Prion-Like Mechanism in Alzheimer's Disease: Protein misfolding, Seeded Propagation, and Neurodegenerative Overlap (PART 1)

Neurodegenerative diseases (mainly Alzheimer's disease) are molecularly, pathogenically, and neuropathologically considered as protein misfolded disorders characterized by aggregation, oligomer formation and synaptic failure. Classical prion disease involves the conformational conversion of normal prion protein  𝑃𝑟𝑃𝐶 into misfolded forms  𝑃𝑟𝑃𝑆𝑐 ; however, increasing evidence reveals that AD shares a similar prion-like mechanism. Hallmark AD pathologies include amyloid-B Plaques and neuro fibrillary tau tangles exhibit seeded aggregation, oligomer toxicity, and β sheet rich structures similar to prion amyloids. This blog aims to let the viewers examine and decide whether AD and Prion Disease are mechanistically interconnected and to evaluate the role that seed propagation and oligomer formation plays in disease progression. 

Emerging studies demonstrate that α-syn nuclein, amyloid β, tau act as nucleating particles and exhibit properties similar to that of misfolded forms of prion protein. Soluble Oligomers having seeding like properties act as key pathogenic agents, interacting with PrP Sc leading to synaptic failure and neuronal dysfunction. Prion oligomers constitute structurally diverse intermediates that vary in size, morphology, oligomeric stoichiometry, and conformational organization. Their assembly and propagation follows a nucleation dependent aggregation model where misfolded conformers act as templates in the conversion of native monomers into prion-like assemblies.
Furthermore, it has been revealed that a novel missense mutation (T1071) of PRNP involving the substitution of threonine with isoleucine at codon 107 exhibits diverse clinical phenotypes capable of mimicking Alzheimer's Disease, but biomarker analysis is needed to analyze this further.
Tau and Aβ, as stated exhibit prion-like molecular behavior but AD is not considered infectious between individuals and spread occurs within the brain and not between organisms. Tau is a microtubule related protein, which stabilizes the cytoplasm of neurons. Tau gets hyperphosphorylated and forms neurofibrillary tangles in Alzheimer disease, and may also propagate in a prion-like fashion between cells. Whereas, Ab (amyloid-beta) is a polypeptide that is formed out of amyloid precursor protein (APP). Aβ misfolds and aggregates into oligomers and plaques in Alzheimer disease, which also contributes to neurotoxicity and may also exhibit prion seeding.
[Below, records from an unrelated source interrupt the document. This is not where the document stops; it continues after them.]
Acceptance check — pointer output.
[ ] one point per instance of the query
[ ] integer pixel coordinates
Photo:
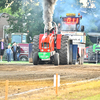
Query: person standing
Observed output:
(14, 47)
(8, 51)
(59, 28)
(18, 51)
(2, 48)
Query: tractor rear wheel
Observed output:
(56, 59)
(64, 51)
(35, 48)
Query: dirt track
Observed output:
(26, 77)
(30, 72)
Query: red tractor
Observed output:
(52, 47)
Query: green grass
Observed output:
(96, 97)
(91, 64)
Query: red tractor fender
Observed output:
(58, 41)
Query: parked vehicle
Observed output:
(61, 48)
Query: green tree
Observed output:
(26, 17)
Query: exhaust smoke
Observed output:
(48, 10)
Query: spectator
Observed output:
(18, 51)
(14, 47)
(8, 51)
(2, 48)
(59, 28)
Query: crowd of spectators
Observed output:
(14, 48)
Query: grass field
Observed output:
(77, 91)
(15, 62)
Although Aβ Seed propagation pathology in the brain is unknown, structural and experimental analysis provides mechanistic insight into the protein aggregation pathway and the concept of Prion-like proteins in AD. Understanding the molecular mechanisms may open a new pathway for therapeutic interventions. Targeting oligomer formation, blocking protein production, preventing aggregation and disrupting Aβ-Tau interactions are considered promising strategies in preventing both prion-like diseases and AD. 
 

Looking at the information stated above, are prion diseases and Alzheimer diseases essentially the same disease or are they different conditions associated only by pathogenic processes that are prion-like in nature?